Hasan Yılmaz / Doğruhaber / Rehberlik

Sosyal yaşamdaki sorunlar, toplum içinde veya toplumlar arasındaki izafiliği arz eder. Sorunlar noktasındaki konuşmaların, düşüncelerin, sorun odaklı olması, belleğe bu kadar sorunun gönderilmesi, belleğin çözüm odağını etkilemiştir. Bu durum bireyi sorun merkezli düşünmeye yöneltmiş, bireyde davranış bozukluğuna sebebiyet vermiştir. Hani halk arasında bir deyim vardır ‘’Bir akıllıya kırk yıl deli derseniz deli olur.’’ Belleğimize negatif kodlar yerine pozitif kodlar yükleyip belleğimizi olumlu yönde etkilemeliyiz ki çözümlerimiz pratikleşsin. Aksi takdirde şikâyetlerimiz kaçınılmaz olur.

Nasıl?

Çocuklarımız her zaman istediğimiz gibi davranmıyor. Ya da onların beklentilerine göre hareket etmiyoruz. Yer yer onlara anlatmak istediklerimizi anlatamıyoruz. Sözümüzü dinletemiyoruz. Yeterince ders çalıştıramıyoruz. Uygun arkadaş edinmelerini sağlayamıyoruz. Bu nedenle onlarla sık sık çatışma yaşıyoruz. Bu da onların büyüdüğünü gösteriyor, bu büyüme ileriki yaşamlarında sorunların büyüyeceğinin işaretidir. Buda bizi kaygılandırıp endişelendiriyor. Bu sorunların temeline indiğimizde bireylerin ve ebeveynlerin farklı zamanları yaşaması farklı beklentilere sahip olması böyle bir düşünceyi hakim kılmaktadır.
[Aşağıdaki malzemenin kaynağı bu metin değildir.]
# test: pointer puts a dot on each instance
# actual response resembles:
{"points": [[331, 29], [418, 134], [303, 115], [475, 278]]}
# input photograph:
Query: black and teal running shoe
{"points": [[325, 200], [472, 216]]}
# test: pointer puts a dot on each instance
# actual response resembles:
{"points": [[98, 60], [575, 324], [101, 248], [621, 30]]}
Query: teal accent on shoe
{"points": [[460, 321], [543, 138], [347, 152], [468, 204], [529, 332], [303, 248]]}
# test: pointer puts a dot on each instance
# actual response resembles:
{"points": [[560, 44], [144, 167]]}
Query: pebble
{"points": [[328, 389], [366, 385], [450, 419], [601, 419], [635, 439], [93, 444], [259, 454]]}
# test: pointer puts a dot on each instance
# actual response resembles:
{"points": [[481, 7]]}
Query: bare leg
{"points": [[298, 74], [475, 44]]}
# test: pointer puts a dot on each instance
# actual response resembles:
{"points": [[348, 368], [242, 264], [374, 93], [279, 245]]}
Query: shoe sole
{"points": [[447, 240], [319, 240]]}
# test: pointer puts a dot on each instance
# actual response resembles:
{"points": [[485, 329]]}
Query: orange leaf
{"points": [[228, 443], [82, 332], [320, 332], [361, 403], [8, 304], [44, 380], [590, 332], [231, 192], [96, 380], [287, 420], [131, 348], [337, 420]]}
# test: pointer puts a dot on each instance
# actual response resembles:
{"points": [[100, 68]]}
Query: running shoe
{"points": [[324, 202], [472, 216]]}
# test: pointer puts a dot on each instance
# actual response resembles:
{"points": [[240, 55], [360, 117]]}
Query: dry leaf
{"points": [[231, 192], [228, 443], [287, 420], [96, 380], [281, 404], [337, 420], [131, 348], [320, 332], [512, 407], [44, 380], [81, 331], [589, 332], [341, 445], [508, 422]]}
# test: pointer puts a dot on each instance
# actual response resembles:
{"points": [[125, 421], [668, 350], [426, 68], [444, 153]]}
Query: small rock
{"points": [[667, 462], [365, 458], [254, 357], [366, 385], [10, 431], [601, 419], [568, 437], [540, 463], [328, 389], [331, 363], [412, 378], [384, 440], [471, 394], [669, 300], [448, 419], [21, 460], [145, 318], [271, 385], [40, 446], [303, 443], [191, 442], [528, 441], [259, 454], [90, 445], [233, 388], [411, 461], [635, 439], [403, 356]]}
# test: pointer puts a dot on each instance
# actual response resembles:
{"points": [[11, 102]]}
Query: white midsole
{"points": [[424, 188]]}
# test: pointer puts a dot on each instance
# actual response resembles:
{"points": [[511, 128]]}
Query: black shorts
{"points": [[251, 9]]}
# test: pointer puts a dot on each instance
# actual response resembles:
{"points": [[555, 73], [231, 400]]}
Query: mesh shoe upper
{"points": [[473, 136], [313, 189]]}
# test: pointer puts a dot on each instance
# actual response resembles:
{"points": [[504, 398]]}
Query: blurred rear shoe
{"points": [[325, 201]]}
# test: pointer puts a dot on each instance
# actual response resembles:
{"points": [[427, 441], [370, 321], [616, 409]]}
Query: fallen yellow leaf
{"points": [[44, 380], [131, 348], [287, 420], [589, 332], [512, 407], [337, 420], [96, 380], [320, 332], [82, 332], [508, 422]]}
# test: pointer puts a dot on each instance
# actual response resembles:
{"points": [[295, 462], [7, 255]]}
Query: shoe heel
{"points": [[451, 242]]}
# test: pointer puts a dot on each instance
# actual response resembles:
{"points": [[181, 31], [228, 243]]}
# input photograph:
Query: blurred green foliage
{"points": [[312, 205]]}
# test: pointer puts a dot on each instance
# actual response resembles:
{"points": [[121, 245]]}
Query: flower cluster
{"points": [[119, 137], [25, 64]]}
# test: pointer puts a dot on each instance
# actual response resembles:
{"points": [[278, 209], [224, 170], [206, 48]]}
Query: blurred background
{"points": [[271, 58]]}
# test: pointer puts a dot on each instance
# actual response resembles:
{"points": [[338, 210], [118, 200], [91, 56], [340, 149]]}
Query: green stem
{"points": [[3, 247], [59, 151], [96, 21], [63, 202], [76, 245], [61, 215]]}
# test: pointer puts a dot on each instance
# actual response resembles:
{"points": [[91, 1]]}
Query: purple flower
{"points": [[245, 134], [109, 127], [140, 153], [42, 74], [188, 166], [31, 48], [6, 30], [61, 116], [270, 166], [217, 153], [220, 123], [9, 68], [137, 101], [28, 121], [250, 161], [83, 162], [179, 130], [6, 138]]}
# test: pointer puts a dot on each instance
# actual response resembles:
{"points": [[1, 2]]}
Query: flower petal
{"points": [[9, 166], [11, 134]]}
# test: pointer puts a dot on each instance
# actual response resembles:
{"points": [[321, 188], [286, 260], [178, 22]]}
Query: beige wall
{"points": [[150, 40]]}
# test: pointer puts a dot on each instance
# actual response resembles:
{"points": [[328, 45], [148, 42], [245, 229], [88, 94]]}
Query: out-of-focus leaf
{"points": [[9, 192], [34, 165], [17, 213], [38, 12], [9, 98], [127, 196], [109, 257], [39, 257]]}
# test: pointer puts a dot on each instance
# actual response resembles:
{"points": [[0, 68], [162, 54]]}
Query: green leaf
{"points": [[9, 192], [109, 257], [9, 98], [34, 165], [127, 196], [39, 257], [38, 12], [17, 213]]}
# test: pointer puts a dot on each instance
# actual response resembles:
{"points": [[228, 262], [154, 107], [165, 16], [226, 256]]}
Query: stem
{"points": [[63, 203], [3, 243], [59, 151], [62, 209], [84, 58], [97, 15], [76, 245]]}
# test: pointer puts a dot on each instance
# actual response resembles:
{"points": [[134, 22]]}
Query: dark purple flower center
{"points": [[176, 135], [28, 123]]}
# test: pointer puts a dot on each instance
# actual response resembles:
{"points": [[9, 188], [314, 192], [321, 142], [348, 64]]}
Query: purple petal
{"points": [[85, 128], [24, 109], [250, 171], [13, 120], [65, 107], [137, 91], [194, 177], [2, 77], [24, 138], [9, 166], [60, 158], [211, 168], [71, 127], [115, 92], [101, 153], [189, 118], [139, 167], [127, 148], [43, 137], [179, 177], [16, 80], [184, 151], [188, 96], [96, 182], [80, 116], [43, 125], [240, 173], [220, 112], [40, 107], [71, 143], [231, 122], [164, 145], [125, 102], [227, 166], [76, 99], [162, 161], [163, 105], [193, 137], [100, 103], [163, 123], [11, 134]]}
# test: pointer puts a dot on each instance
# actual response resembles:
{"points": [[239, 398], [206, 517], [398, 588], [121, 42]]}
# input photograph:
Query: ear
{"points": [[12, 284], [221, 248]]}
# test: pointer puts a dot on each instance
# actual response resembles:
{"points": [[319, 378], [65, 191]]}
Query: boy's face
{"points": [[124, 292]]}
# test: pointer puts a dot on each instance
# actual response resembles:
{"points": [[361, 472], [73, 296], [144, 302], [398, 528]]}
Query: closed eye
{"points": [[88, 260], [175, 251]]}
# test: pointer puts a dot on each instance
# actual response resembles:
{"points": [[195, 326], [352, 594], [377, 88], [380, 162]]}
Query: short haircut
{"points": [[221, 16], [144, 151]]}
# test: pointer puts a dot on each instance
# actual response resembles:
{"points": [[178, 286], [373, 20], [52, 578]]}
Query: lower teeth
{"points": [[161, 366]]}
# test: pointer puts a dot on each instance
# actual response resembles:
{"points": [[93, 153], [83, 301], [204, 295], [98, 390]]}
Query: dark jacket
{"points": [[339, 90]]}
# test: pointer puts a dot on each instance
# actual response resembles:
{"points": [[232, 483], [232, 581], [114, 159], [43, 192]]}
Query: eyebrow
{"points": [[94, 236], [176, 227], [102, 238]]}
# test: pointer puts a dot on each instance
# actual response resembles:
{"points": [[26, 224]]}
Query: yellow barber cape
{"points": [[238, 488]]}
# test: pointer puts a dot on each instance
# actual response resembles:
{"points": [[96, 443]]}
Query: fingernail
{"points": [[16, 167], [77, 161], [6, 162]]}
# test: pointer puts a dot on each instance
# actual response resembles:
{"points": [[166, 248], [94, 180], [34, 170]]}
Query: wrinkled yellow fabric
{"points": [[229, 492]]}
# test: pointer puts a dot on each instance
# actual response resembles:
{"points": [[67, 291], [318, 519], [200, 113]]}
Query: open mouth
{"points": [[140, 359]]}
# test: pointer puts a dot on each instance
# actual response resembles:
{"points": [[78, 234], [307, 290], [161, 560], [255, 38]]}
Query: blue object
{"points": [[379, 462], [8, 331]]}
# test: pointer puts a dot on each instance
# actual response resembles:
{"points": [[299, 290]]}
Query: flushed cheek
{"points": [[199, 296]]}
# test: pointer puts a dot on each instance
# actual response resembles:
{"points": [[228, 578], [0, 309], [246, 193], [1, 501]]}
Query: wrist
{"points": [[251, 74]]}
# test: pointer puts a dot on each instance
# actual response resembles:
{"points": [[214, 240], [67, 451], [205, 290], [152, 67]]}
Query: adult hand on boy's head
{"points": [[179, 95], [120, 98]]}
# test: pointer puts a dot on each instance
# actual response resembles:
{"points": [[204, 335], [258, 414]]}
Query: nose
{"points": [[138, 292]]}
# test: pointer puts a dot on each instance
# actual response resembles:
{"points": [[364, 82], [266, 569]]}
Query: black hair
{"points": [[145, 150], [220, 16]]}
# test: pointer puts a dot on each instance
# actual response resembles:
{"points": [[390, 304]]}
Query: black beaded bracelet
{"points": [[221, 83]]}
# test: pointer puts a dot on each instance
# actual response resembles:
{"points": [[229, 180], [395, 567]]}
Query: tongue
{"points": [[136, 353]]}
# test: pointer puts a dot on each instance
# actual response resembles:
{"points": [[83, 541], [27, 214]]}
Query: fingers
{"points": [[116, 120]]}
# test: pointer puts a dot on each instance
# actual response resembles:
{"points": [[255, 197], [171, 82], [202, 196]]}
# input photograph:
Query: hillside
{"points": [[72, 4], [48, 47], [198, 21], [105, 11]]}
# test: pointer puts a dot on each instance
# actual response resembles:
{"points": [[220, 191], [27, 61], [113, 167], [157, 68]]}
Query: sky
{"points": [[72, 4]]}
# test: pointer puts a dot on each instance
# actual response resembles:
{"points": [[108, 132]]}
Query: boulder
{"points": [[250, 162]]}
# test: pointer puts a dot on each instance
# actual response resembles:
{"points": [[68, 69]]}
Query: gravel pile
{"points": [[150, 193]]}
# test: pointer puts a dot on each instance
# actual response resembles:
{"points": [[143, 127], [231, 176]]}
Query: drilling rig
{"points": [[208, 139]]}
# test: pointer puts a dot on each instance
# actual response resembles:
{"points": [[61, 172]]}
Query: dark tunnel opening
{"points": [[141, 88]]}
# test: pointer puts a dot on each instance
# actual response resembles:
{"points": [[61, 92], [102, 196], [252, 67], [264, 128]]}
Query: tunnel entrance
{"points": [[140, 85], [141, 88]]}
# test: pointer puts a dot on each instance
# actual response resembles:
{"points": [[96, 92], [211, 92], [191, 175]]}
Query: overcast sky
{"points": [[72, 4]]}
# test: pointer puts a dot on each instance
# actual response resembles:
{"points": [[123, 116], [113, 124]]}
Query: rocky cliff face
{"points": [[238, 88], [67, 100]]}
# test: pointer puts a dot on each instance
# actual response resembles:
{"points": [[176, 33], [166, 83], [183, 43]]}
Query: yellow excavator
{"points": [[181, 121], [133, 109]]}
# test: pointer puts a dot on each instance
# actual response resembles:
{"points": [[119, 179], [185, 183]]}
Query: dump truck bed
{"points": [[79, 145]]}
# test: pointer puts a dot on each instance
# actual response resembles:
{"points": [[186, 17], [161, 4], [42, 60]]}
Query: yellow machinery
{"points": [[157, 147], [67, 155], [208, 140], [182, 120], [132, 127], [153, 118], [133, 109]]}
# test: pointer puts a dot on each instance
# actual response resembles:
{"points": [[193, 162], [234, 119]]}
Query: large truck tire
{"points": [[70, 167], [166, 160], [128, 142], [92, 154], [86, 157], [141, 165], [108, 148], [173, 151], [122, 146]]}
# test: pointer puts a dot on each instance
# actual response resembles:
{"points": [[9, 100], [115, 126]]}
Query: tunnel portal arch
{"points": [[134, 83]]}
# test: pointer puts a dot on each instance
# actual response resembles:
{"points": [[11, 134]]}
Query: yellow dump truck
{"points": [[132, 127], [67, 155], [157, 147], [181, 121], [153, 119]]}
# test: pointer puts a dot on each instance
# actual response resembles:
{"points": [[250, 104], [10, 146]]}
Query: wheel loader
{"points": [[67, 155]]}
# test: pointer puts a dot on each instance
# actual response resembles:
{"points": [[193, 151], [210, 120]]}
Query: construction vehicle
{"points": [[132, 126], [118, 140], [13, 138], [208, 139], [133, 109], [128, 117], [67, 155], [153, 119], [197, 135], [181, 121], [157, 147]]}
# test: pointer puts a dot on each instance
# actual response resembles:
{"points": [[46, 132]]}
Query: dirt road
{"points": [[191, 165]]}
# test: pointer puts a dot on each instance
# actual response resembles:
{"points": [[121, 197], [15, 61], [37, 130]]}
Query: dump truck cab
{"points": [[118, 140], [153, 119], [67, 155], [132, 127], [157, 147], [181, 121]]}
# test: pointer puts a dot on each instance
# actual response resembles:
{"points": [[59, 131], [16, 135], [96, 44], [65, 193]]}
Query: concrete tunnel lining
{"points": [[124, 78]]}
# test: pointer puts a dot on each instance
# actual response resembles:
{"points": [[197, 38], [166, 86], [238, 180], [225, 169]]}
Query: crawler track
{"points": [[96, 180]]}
Örneklere bakarak daha iyi analiz edebiliriz.

Öğrenci, okuldan ya da dershaneden geldiğinde arkadaşlarıyla oturmak, muhabbet etmek isterken aile onun hemen derse oturmasını ister, öğrenci çalışıp matematikten yetmiş puan almayı bir başarı olarak görürken ailenin beklentisi farklı olup öğrencinin başarı olarak gördüğünü küçümseyebilir. Meslekler bağlamında düşünüldüğünde öğrenci mühendis olmak isterken aile onun doktor olmasını isteyebilir. Aile, çocuklarının kendilerine benzemelerini isterken çocuk ise mantığın özdeşlik ilkesinden hareketle herkes kendisidir. Hiç kimsenin parmak izinin aynı olmadığını düşünerek kendisi olmak ister.

Aile ve birey ilişkisi sadece eğitime değil bütün toplumsal sorunlara neden olduğu gibi, bütün toplumsal sorunların da çözümü olabilir. Toplumun çekirdeğinin sağlam olmasını bir çınar misali meyve vermesini her türlü rüzgâra karşı ayakta kalmasını istiyor isek aile içi davranışlarımızı gözden geçirmek zorundayız.

Nasıl davranmalıyız?

Anne baba ve çocuk olarak bir araya gelip karşılıklı olarak beklentileri konuşmalıyız. Çocuklara kendi beklentilerimizi aktarmalıyız. Ve onların beklentilerini sabır ve olgunlukla dinlemeliyiz. Daha sonra kendi beklentilerimizle onların beklentilerini birlikte karşılaştıralım. Hangileri birbirine denk hangileri ayrı?

Çocuğumuz kendisinden neler beklendiğini bilmelidir. Ona beklentilerimizi doğru bir şekilde anlatabilirsek onun motivasyonunu sağlayabiliriz. Kendi beklentilerimizi belirtip asıl önemli olan kendi beklentileri olduğunu söyleyebiliriz. Başarması için elimizden geleni yapacağımızı hissettirmeliyiz. Eğer yaşına göre sahip olması gereken birçok şeye sahip olmasını sağlamışsak ondan başarılı olmasını bekleyemeyiz. Yaşına göre erkenden ihtiyaçları doyurulan çocuktan başarı beklemek doğru değildir. Organizmanın harekete geçmesi onun açlığıyla alakalıdır. Doyurulmuş organizma harekete geçmez. Çocuklarımıza bir şey yaptırmak istediğimizde onun ilmi boyutunu anlatıp zihinsel olarak kabulünü sağlamalıyız. Zihnin ve kalbin kabul etmediği davranış biçimini yaptırmaya çalışmak, televizyon kanalını değiştirmek gibi bir durumdur. Bizler örnekliğimizle değişimleri sağlarsak bizim olmadığımız zamanlarda kendi değişimlerini kendileri sağlayabileceklerdir.